Protected Cell Companies
A Labuan protected cell company (PCC) is an alternative solution to standard corporate structures. It may be incorporated as a new Labuan company or converted from an existing Labuan company. A PCC is a limited liability company with a legal entity that has the ability to form “cells”. A PCC may comprise:

  • A core for holding non-cell assets or general assets; and
  • Any number of cells with the intention of segregating and protecting the assets of each respective cell.

Neither the core nor the individual cells created are separate legal entities but nonetheless, each cell is legally separated from any other cell and each has sufficient attributes to carry on business independently under the “umbrella” of the Labuan PCC.

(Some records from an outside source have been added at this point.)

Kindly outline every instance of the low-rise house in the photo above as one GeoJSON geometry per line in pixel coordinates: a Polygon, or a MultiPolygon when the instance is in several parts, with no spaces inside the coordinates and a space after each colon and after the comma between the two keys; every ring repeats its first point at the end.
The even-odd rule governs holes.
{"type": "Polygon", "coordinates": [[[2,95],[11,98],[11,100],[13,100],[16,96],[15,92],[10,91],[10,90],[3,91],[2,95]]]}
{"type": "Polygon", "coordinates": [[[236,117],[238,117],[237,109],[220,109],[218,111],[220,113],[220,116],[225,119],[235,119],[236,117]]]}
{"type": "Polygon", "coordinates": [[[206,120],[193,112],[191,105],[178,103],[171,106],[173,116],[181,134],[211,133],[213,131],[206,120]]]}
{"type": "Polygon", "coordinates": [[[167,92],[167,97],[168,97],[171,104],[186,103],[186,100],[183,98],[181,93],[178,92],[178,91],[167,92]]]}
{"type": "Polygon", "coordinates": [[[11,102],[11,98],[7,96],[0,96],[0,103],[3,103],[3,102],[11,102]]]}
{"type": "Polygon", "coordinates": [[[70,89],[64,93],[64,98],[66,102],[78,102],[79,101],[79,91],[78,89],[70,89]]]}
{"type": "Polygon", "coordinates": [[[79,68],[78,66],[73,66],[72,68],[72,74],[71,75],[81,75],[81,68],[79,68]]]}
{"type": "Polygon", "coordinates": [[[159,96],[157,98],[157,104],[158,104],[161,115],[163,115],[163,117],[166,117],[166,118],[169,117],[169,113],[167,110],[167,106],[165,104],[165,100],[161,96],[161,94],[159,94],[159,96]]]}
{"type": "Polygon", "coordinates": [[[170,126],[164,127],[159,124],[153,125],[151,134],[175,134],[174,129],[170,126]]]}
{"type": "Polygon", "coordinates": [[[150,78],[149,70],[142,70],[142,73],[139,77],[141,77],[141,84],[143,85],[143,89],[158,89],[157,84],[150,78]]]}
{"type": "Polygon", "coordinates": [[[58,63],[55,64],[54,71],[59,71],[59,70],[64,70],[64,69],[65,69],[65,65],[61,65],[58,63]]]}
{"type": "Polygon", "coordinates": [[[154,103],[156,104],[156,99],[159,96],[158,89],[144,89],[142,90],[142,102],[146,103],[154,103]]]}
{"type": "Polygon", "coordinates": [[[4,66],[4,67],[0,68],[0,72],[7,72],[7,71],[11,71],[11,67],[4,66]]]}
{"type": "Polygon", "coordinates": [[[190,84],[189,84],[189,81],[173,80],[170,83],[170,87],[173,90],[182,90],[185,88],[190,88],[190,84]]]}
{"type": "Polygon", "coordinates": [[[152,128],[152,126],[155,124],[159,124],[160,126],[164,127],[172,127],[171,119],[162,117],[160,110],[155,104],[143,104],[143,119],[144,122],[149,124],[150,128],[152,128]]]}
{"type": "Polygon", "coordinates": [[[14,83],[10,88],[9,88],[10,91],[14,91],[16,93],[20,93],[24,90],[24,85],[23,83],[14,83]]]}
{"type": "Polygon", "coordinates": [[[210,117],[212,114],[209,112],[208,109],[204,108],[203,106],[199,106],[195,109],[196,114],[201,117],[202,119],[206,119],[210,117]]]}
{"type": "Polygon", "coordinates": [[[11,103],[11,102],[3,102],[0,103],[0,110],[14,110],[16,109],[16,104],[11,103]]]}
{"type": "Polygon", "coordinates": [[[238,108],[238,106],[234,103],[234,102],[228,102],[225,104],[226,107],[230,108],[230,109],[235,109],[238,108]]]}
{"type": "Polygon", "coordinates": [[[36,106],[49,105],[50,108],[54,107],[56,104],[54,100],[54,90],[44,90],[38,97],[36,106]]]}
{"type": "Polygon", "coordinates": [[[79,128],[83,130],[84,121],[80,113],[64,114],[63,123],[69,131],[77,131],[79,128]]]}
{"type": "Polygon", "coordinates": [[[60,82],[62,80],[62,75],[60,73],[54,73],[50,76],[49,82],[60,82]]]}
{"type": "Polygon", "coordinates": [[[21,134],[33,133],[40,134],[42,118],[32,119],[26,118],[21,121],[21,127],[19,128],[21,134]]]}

As one of the innovative business structures, PCC may also be structured to further enhance the insurance and mutual funds industries. In particular, PCC as insurance captives are typically use to insure risks which are difficult to obtain insurance covers from the market. They can also be used as an efficient risk management tool which operates similar to a protected insurance set-up.
Applicant must appoint a licensed Labuan Trust Company to act as its
company incorporation agent.

Annual fee needs to be paid upon the grant of licence. The subsequent payment of annual fee is payable not later than 15 January of each year.
Business activities conducted in, from or through Labuan IBFC are governed under the relevant laws, regulations and guidelines.